In the aerospace industry, the performance criteria required for materials are significantly higher than in other sectors. They include prioritizing metrics like good fatigue resistance, high stiffness, high strength, and lightweight.
The military sector was the first to use composites, and after gaining success, transitioned it to the commercial aviation industry.
The Airbus 320 comprises several components, such as the tailplane and fin, and saves around 800kg with composites, which would otherwise be used with aluminum production. Composite materials make up more than 20% of the A380 airframe. Glass-fiber reinforced and carbon-fiber reinforced are widely used indoors, tail surfaces, fuselage sections, and wings.
Fiberglass is made of glass fibers encompassed in a resin matrix – this is the most common composite material. First used in the Boeing 707 passenger jet design, it has gained plenty of prominence over the years.
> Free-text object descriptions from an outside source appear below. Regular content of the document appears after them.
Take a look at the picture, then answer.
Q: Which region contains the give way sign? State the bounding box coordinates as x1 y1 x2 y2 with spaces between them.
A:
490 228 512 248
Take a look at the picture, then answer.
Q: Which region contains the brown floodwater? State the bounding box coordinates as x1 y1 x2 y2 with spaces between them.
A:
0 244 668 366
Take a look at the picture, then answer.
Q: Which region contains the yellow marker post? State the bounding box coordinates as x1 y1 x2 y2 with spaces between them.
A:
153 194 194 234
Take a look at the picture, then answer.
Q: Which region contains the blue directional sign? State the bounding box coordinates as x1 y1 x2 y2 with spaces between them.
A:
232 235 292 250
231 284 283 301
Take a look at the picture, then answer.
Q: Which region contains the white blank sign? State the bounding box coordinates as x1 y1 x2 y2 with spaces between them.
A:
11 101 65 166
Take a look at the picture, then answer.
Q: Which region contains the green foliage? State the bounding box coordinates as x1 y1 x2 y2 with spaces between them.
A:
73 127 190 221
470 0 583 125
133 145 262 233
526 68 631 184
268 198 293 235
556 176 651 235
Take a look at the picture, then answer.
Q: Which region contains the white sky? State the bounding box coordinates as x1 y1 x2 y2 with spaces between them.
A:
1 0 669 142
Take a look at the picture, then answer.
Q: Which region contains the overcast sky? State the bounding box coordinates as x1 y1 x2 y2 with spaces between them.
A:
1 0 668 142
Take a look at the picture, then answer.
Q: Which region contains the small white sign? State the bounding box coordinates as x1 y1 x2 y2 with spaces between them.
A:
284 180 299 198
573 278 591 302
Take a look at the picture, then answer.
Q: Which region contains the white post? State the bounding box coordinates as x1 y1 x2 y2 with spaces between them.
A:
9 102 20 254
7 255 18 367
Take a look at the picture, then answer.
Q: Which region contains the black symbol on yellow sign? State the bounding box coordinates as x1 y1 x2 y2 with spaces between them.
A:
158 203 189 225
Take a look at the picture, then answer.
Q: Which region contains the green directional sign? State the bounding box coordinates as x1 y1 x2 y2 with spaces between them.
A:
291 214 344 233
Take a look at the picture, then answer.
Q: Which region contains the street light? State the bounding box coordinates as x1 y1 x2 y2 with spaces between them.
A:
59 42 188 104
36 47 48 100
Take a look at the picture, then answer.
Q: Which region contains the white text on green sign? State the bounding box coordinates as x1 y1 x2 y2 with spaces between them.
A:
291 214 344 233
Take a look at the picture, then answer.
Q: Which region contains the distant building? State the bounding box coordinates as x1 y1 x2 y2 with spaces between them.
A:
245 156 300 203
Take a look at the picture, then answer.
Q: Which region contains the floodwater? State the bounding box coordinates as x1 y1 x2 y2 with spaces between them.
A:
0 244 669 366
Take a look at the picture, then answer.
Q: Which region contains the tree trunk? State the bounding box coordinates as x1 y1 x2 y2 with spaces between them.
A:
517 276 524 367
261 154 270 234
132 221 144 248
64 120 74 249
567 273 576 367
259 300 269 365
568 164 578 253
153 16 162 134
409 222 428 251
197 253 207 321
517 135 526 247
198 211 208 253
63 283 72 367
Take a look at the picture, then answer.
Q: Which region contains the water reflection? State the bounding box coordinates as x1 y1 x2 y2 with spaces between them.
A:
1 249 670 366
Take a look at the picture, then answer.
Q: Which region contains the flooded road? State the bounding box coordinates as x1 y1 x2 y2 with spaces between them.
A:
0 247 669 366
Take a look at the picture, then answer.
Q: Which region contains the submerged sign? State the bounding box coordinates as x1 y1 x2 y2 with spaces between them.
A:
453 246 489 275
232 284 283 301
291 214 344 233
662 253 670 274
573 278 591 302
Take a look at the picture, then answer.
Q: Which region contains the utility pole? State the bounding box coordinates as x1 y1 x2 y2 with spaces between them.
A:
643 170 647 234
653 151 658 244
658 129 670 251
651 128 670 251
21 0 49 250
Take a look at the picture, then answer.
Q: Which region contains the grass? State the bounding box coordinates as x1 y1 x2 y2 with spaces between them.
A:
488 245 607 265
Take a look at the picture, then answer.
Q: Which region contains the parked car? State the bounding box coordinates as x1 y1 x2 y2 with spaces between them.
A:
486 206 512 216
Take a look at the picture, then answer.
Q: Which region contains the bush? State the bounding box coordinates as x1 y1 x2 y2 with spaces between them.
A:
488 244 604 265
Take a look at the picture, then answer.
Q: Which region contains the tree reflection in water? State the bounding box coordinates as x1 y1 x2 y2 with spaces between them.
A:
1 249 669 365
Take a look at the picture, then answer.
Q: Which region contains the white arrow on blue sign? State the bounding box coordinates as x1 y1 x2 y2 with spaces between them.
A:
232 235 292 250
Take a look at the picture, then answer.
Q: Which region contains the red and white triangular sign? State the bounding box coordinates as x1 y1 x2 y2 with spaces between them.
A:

After the 1980s, composites were used to produce secondary wing and tail components, such as rudders and wing trailing edge panels.
Over the last few decades, Boeing has continued to expand the amount of composite material in its aircraft. In fact, advanced composites make up 50% of the Boeing 787 Dreamliner. It includes the key structural parts, mainly advanced carbon laminate, and carbon composites, and is a significant shift from an earlier time when fiberglass composites were used instead.
On a similar note, aramid fibers are used to build edge wing components (both leading and trailing), floors, and fuel tanks.
Commercial aerospace manufacturers are in a conundrum: they have to keep up with the rising fuel costs while improving the aircraft’s performance, and reducing weight are equally important at the same time.
Considering the current progress of composite construction, it is likely that next-generation airplanes will be mostly made of advanced composites.
Still, there are some obstacles to tackle before composites can entirely replace metal alloys and other traditional materials, especially in larger aircraft. These hurdles include the cost of composites; they are more expensive. Besides, they also need more resources, such as fabrication machines and a larger labor force.
Meanwhile, composite technology is evolving rapidly, and the introduction of more advanced composites like carbon nanotubes will improve the mainstream adoption of composites.